The Curtin University released a study according to which the Earth went through a more “chill” period in its evolution, approximately 2.2 billion years ago, sparkling new debate over the Paleoproterozoic era and what went on during it, from a geological standpoint.
The study, which was recently published in the Nature Geoscience, indicates that during the Paleoproterozoic era, the continental magmatism stopped almost completely, which lead to important geological consequences, visible even to this day.

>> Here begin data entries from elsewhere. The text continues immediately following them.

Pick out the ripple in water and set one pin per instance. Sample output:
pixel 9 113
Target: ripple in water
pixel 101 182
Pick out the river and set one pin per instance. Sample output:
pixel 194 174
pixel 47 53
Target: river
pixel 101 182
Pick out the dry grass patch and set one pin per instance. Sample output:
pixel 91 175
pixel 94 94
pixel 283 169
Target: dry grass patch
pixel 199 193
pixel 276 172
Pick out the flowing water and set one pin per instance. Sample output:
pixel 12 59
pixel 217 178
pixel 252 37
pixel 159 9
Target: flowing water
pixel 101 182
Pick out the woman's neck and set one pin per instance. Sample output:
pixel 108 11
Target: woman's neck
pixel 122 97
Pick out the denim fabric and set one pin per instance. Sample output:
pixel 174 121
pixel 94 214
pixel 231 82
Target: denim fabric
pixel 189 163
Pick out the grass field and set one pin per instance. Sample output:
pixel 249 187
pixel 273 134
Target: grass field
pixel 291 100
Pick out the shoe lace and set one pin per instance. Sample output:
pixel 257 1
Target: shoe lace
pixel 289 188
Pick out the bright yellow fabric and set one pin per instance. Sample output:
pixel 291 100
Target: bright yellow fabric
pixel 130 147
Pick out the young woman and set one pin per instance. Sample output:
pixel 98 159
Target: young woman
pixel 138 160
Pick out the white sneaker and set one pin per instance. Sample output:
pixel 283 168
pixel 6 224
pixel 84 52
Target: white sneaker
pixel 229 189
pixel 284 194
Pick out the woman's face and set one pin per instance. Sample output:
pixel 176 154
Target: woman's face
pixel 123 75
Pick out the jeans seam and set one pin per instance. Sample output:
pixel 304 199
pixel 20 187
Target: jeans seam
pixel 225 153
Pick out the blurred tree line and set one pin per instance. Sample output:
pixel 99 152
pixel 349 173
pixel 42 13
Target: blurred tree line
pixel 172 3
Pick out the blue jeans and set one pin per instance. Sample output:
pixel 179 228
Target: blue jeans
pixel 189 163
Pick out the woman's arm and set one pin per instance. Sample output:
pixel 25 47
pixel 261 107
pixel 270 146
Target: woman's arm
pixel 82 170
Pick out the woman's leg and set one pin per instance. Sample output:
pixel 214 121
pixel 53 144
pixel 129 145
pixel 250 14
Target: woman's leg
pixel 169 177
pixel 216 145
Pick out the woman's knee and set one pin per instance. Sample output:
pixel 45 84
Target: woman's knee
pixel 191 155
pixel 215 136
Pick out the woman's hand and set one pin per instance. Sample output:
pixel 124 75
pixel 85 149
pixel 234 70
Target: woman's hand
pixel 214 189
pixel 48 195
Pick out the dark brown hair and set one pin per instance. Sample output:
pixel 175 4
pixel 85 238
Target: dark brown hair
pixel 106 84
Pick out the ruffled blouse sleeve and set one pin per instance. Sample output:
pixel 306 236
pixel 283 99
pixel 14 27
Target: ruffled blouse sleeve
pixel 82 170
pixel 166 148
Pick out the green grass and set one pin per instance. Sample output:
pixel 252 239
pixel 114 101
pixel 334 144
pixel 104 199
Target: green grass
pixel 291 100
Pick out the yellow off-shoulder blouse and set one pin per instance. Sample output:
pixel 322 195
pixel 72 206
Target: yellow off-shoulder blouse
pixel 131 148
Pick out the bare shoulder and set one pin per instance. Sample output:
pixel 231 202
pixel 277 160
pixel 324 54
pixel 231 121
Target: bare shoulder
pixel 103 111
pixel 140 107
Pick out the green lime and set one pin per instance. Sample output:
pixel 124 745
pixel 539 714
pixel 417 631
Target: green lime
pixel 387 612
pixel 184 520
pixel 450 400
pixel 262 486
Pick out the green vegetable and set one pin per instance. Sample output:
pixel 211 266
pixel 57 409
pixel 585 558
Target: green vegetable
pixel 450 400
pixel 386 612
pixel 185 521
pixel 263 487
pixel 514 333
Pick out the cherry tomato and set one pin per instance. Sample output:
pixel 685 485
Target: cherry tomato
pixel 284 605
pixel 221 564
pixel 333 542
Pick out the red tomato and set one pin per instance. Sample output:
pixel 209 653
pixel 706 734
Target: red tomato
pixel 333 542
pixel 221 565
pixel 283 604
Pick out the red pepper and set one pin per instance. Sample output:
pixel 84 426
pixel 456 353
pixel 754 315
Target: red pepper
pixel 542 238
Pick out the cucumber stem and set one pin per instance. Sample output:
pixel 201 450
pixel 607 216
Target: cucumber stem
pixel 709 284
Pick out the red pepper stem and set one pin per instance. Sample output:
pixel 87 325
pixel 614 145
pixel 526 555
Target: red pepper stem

The research performed under the guidance of Dr. Christopher Spencer, points to the fact that the Paleoproterozoic era was marked by a low number of erupting volcanoes, a lower level of sedimentation, but also by a significant slow-down in the mobility of the tectonic plates. This era was of significant importance in the evolution of the Earth, as this was the first time the atmosphere came in contact with oxygen, but it was also the time of the first global ice age. However, there were numerous other processes taking place, which registered a significant slow-down during that time.
The necessary research for the study was performed on rocks extracted from multiple areas of the world, as well as on the geological information gathered so far, one of the conclusions being that there is little information preserved from the Paleoproterozoic era. This conclusion comes in support of the hypothesis that the Earth had a slow-down period during this era. This period is estimated to have lasted around 100 million years, after which the geology of the Earth began to speed up its evolution with more intense volcanic activity and composition change in the continental crust.
According to the researchers who published this study, these new findings are very valuable for gaining an insight into the origins of the Earth’s natural resources, but also into the impact of this period on the geological events that took place.